Die Revolution der Liebe
Ich glaube nicht, dass man Liebe neu zu erfinden braucht. Die eigentliche Revolution in Sachen Liebe wäre, das Potential der partnerschaftlichen Liebe zu nutzen und zur Entfaltung zu bringen – auch und gerade in schwierigen Zeiten. Es ginge darum, mehr auf die inneren Werte der Beziehung zu achten. Der äußere Rahmen von Paarbeziehungen ist zweitrangig und in seinen Erscheinungsformen über die Zeit wandelbar. Eine Lebens- und Liebesweise kann wohl an die Erfordernisse der eigenen realen Lebensbedingungen angepasst werden, sollte allerdings nicht blindlings dem Zeitgeist untergeordnet werden.
Wir Menschen sind von Natur aus auf Beziehung hin angelegt. „Der Mensch wird am Du zum Ich“, schreibt Martin Buber[2]. Das gilt nicht nur in Bezug auf die frühkindliche Entwicklung, sondern zieht sich wie ein roter Faden durch unser ganzes Leben. Insbesondere stellt die Intimität einer engagierten Paarbeziehung einen wesentlichen Wachstumsmotor der emotionalen und sozialen Weiterentwicklung des erwachsenen Menschen dar[3]. Die permanente Herausforderung in der Liebesgemeinschaft regt idealerweise zur kreativen Auseinandersetzung mit dem Gegenüber an, stellt das eigene Handeln immer wieder in Frage, drängt dazu, die eigenen Grenzen zu überwinden und leitet einen persönlichen Reifeprozess ein, der Menschen in ihrer Liebesfähigkeit wachsen lässt.
Es bleibt letztlich jedem Einzelnen überlassen, seine – eher traditionelle oder eher unkonventionelle – Lebens- und Liebesform in diesem Sinne zu überprüfen und zu seinem eigenen Wohlbefinden und dem des Partners immer wieder anzupassen.
Jean-Paul Conrad ist Diplom-Psychologe und Paartherapeut.
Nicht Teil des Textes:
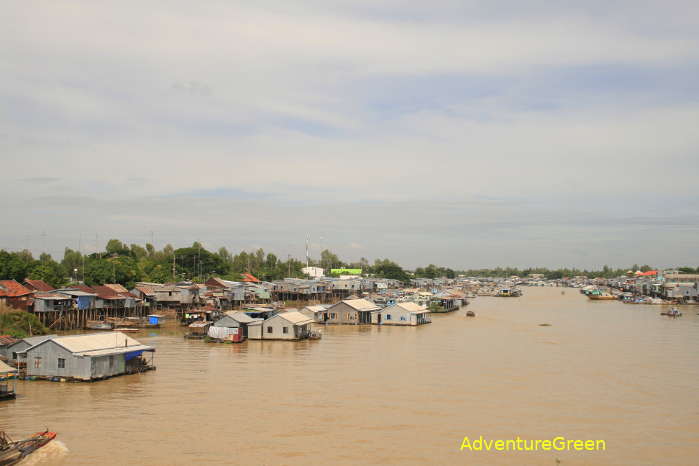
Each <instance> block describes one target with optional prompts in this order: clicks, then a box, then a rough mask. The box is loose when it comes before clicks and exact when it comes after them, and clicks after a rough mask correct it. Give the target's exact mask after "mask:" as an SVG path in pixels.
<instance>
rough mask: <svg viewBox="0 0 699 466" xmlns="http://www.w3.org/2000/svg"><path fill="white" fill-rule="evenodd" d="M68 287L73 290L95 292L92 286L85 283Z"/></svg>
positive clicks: (85, 291) (92, 292) (90, 292)
mask: <svg viewBox="0 0 699 466" xmlns="http://www.w3.org/2000/svg"><path fill="white" fill-rule="evenodd" d="M70 288H72V289H74V290H80V291H84V292H85V293H95V290H94V288H92V287H89V286H87V285H72V286H71V287H70Z"/></svg>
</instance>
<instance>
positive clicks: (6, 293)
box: [0, 280, 32, 298]
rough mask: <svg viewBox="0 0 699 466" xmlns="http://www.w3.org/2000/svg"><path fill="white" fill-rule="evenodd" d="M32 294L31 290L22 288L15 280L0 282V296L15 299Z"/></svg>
mask: <svg viewBox="0 0 699 466" xmlns="http://www.w3.org/2000/svg"><path fill="white" fill-rule="evenodd" d="M28 294H32V290H30V289H28V288H26V287H24V286H22V285H21V284H20V283H18V282H16V281H15V280H0V296H6V297H8V298H15V297H17V296H26V295H28Z"/></svg>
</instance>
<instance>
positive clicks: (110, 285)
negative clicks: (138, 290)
mask: <svg viewBox="0 0 699 466" xmlns="http://www.w3.org/2000/svg"><path fill="white" fill-rule="evenodd" d="M104 286H106V287H107V288H111V289H113V290H114V291H116V292H117V293H128V292H129V290H127V289H126V288H124V287H123V286H122V285H120V284H118V283H105V284H104Z"/></svg>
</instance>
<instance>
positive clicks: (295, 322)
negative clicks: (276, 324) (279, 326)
mask: <svg viewBox="0 0 699 466" xmlns="http://www.w3.org/2000/svg"><path fill="white" fill-rule="evenodd" d="M275 317H281V318H282V319H285V320H288V321H289V322H291V323H292V324H294V325H303V324H310V323H311V322H313V319H310V318H309V317H308V316H305V315H303V314H301V313H300V312H299V311H289V312H280V313H279V314H277V315H276V316H275Z"/></svg>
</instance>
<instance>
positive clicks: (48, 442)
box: [0, 430, 56, 466]
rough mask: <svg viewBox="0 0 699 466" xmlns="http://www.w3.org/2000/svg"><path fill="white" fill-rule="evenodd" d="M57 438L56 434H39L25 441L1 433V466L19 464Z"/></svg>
mask: <svg viewBox="0 0 699 466" xmlns="http://www.w3.org/2000/svg"><path fill="white" fill-rule="evenodd" d="M55 438H56V433H55V432H49V431H48V430H46V431H44V432H38V433H36V434H34V435H32V436H31V437H29V438H27V439H24V440H17V441H14V440H12V439H11V438H10V437H9V436H8V435H7V434H6V433H5V432H2V431H0V466H10V465H12V464H17V463H19V462H20V461H22V460H23V459H24V458H26V457H27V456H29V455H31V454H32V453H34V452H35V451H36V450H38V449H39V448H41V447H43V446H44V445H46V444H47V443H49V442H50V441H51V440H53V439H55Z"/></svg>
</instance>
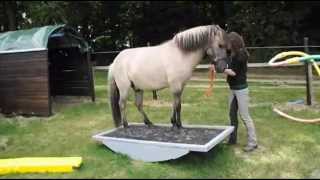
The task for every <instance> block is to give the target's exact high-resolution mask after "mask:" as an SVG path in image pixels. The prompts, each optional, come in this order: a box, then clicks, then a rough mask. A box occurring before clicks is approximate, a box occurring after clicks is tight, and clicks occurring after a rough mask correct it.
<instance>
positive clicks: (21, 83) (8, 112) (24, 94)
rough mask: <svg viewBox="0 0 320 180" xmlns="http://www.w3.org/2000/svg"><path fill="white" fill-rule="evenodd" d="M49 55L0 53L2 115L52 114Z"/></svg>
mask: <svg viewBox="0 0 320 180" xmlns="http://www.w3.org/2000/svg"><path fill="white" fill-rule="evenodd" d="M48 74H49V73H48V52H47V51H46V50H44V51H32V52H19V53H8V54H0V109H1V112H2V113H5V114H7V113H12V112H15V113H16V114H27V115H40V116H50V115H51V102H50V94H49V82H48Z"/></svg>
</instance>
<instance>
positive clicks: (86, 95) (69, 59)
mask: <svg viewBox="0 0 320 180" xmlns="http://www.w3.org/2000/svg"><path fill="white" fill-rule="evenodd" d="M57 95H59V96H60V95H61V96H90V97H91V99H92V101H94V100H95V93H94V82H93V71H92V65H91V61H90V48H89V46H88V43H87V42H86V41H85V40H84V39H83V38H82V37H81V36H80V35H79V34H78V33H77V32H76V31H75V30H74V29H72V28H70V27H68V26H65V25H56V26H45V27H40V28H32V29H27V30H18V31H10V32H5V33H1V34H0V112H1V113H4V114H12V113H15V114H22V115H37V116H50V115H52V97H53V96H57Z"/></svg>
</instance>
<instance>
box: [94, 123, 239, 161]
mask: <svg viewBox="0 0 320 180" xmlns="http://www.w3.org/2000/svg"><path fill="white" fill-rule="evenodd" d="M130 125H134V126H145V125H144V124H141V123H131V124H129V128H130ZM155 125H156V126H159V127H171V124H170V125H169V124H155ZM183 127H184V129H185V131H188V128H193V129H200V130H201V131H202V130H206V131H210V130H212V131H218V132H219V133H218V134H217V135H215V136H214V137H213V138H212V139H209V140H208V141H207V142H205V143H202V144H201V143H200V144H194V143H193V144H190V142H189V143H180V142H179V143H177V142H163V141H159V140H157V141H156V140H142V139H137V138H136V139H135V138H133V137H130V138H124V137H111V136H110V134H114V133H115V132H116V131H119V130H121V128H114V129H111V130H108V131H105V132H102V133H99V134H97V135H94V136H93V139H95V140H97V141H100V142H102V143H103V144H104V145H106V146H107V147H108V148H110V149H111V150H112V151H114V152H117V153H121V154H124V155H128V156H129V157H130V158H132V159H135V160H141V161H144V162H158V161H167V160H171V159H177V158H179V157H181V156H184V155H186V154H188V153H189V152H190V151H198V152H208V151H209V150H210V149H212V148H213V147H214V146H215V145H217V144H218V143H220V142H222V141H223V140H224V139H225V138H226V137H228V136H229V135H230V134H231V133H232V132H233V130H234V127H233V126H204V125H184V126H183ZM122 129H123V128H122Z"/></svg>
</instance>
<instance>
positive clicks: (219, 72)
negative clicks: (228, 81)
mask: <svg viewBox="0 0 320 180" xmlns="http://www.w3.org/2000/svg"><path fill="white" fill-rule="evenodd" d="M213 64H214V65H215V68H216V71H217V73H223V72H224V70H225V69H227V68H228V58H221V59H217V60H214V61H213Z"/></svg>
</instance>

Er ist seit über 30 Jahren im Familljen-Center tätig.
[1] http://www.europeanvaluesstudy.eu/page/surveys.html und Schell Jugendstudie 2015.
[2] Martin Buber. Ich und Du. Heidelberg, L. Schneider 1958.
[3] vergl. das Konzept der dyadischen Anthropologie von Michael Cöllen in: Paartherapie und Paarsynthese, Lernmodell Liebe, Springer 1997.